The proposed amendment seeks to simplify compliance, reduce administrative burden, and promote voluntary adherence to the PSDT framework, which levies a ₹200/month tax on professionals and salaried individuals earning above ₹2.5 lakh annually.


 Key Amendments at a Glance

Provision What’s New
Annual Lump-sum Payment Option to pay ₹2,200 per year instead of monthly ₹200 installments
One-Time Settlement Scheme New Section 11A: Allows resolution of outstanding dues and disputes
Exceptional Events Handling Sections 11B–11D introduced for cases of death, merger, insolvency
Unified Registration Single registration for persons who are both individuals & employers
Penalty Cap Introduced Maximum penalties now rationalized to ensure proportional enforcement

 Background & Revenue Impact

The PSDT Act, originally notified in 2018, generated approx. ₹190 crore in FY 2024–25, with significant compliance led by employers and professionals.

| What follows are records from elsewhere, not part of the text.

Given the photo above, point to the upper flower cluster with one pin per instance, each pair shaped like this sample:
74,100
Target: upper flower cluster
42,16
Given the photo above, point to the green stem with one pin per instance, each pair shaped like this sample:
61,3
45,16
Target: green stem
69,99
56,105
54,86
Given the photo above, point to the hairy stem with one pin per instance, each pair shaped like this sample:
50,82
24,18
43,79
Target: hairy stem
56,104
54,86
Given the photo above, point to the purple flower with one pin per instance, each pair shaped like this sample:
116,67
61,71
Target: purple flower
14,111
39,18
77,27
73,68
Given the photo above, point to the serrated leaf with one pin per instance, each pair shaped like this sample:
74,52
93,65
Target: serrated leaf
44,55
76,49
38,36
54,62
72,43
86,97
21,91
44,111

Despite its low monetary threshold, compliance remained a challenge due to operational inefficiencies and disproportionate penalties for minor defaults.


⚠️ Stakeholder Challenges Before the Amendment

1. High Compliance Burden for Small Taxpayers

Monthly payments and quarterly returns became cumbersome for small businesses and self-employed professionals for a relatively small tax amount.

2. Double Registration for Dual Roles

Professionals acting as both employer (e.g., practicing CA firms) and self-employed individual had to maintain separate records and filings.

3. No Closure for Old/Disputed Liabilities

The earlier regime lacked a mechanism for settling dues in cases where the taxpayer was deceased or business was shut, leading to inflated arrears and interest.

4. Disproportionate Penalties

Penalties often exceeded the tax liability, discouraging voluntary compliance and creating avoidable litigation.

5. Poor Portal Usability

Issues such as no bulk return upload, delayed challan acknowledgments, and lack of auto-reminders hampered filing efficiency.


✅ Reforms to Address Practical Problems

The 2025 amendment directly addresses the above concerns:

  • Annual option removes the monthly compliance bottleneck.

  • Settlement and closure provisions offer relief for legacy cases and discontinued entities.

  • Unified registration eases operations for CAs, consultants, and startups.

  • Penalty capping ensures enforcement is fair, proportionate, and constitutionally sound.

  • Portal improvements are expected post-notification to simplify user experience.


⏳ Implementation Timeline

  • The bill was passed on 14 July 2025 and will be notified shortly.

  • PSDT portal (https://psdt.punjab.gov.in) will be updated to reflect the new provisions.

  • Stakeholder communication, user guides, and official FAQs are expected within the next 30–45 days.


 CA’s Note & Advisory

Chartered Accountants may consider the following actions:

  • Notify clients eligible under PSDT (especially professionals, freelancers, contractors).

  • Evaluate pending liabilities—prepare for one-time settlement under Section 11A.

  • For firms acting as both employers and service providers, consolidate registrations.

  • Plan for FY 2025–26 filings using the annual lump-sum option where suitable.


 For further updates, kindly follow notifications on the official site psdt.punjab.gov.in or await clarifications from the Department of Excise and Taxation, Punjab.